First, the cast is strong top to button. Jenny Slate shows a heretofore undemonstrated range as the lead, Donna Stern. She is often funny but finds ways to be funny in different ways, in ways that indicate what else is going on with her. Her funny with Max (Jake Lacy), her one night stand that might blossom into more, is different within itself depending on the situation and different than her funny with her friends Nellie (Gaby Hoffman) and Joey (Gabe Liedman) which, in turn, is different than how she is funny with her dad (Richard Kind) and so on. It is a nicely subtle way to portray someone who deals with discomfort, pain, embarrassment, and so on through humor without her always burying the needle on the striving to make others laugh. And when she steps away from that defense mechanism, she remains effective. She, for lack of a better way to put it, emotes well. It is an underplayed, lived in performance (with the exception of a drunken phone call scene that I’ll get to later).

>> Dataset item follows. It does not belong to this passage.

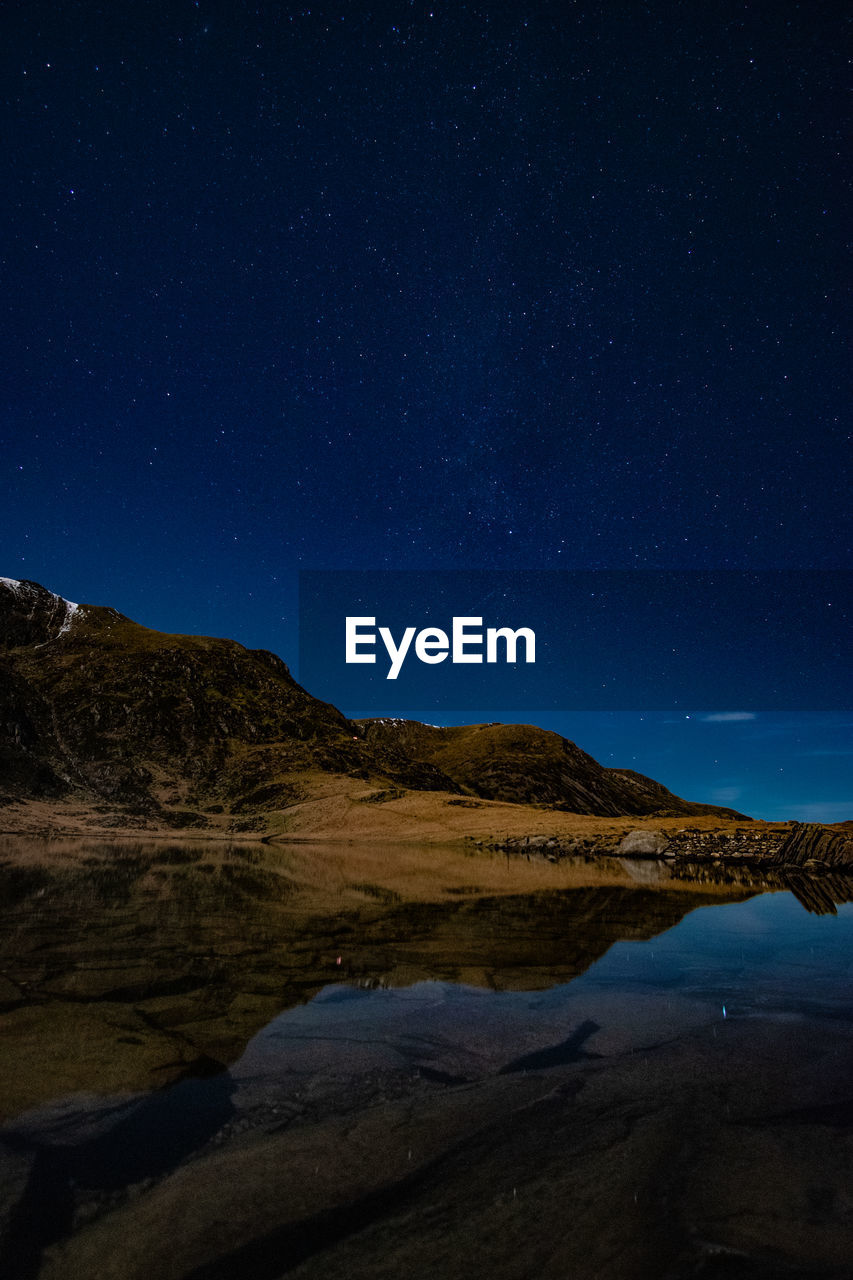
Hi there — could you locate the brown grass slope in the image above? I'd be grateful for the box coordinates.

Far and away my favorite marriage of character and actor, though, is Joey. Liedman takes limited lines and just owns the screens. He is not chewing scenery but he is undeniable. His standup work as well is the best (including Slate’s) in the movie. Leidman is mostly a writer on shows like Inside Amy Schumer and The Kroll Show, but I suspect he will find himself with less and less time to write very soon.
Even the “weak” links, Donna’s often harsh mom (Polly Draper) and the fairly underwritten Max, never seem flat. There’s less for them to do, but they acquit themselves well with what’s there and bring forth realistic characters. Max in particular is redeemed by his chemistry with Donna’s and the genuine sense of simple, straightforward goodness Lacy imbues his performance with.
Only David Cross is unable to make things work but that is a plot problem more than anything else. His scene is long, ill-pace, and tells us nothing more about Donna and even less about Cross’s Sam. He’s a comedian that might prompt a few #YesAllWomen tweets and his time on-screen grinds everything in the film to a squealing, unpleasant halt.
The movie itself takes place in a very small world, almost hermetically sealed and yet feels unmoored from any particular time or space. With the exception of technological cues, it could’ve been set in 2013, 2003, or 1993 New York City. That said, there is an appealing meandering quality within that world. It never feels rigid despite the fact that there is never a moment where the movie acknowledges the world outside the boroughs of Brooklyn and Manhattan. The picture’s visual palette and shot selection is limited but never to the point of distraction. Perhaps writer/director Gillian Robespierre could have been a little more adventurous with how she chose to capture the action, but that’s not where this movie’s efforts lie.
The one place the film does occasionally fall down is when it runs up against romantic comedy tropes. Especially ones involving the telephone. Try as she might, Robespierre cannot inject a new angle into the “endless voicemails on a past love’s phone while drunk” or the “calling someone you wronged trying to get them to pick up” tropes. As a result, especially given how earlier the former occurs and at what length, the movie feels creaky in those moments. Slate is game but that is a stone without any blood.
Otherwise, though, the picture bounces around on its own energy, evading clichés by largely acting as though it was not a romantic comedy. It surely is, but it just is not that worried about proving it and is a better effort because of it. Without its frank depiction of abortion, I doubt it would be gaining the kind of notice it is, but it would still be worthy of attention.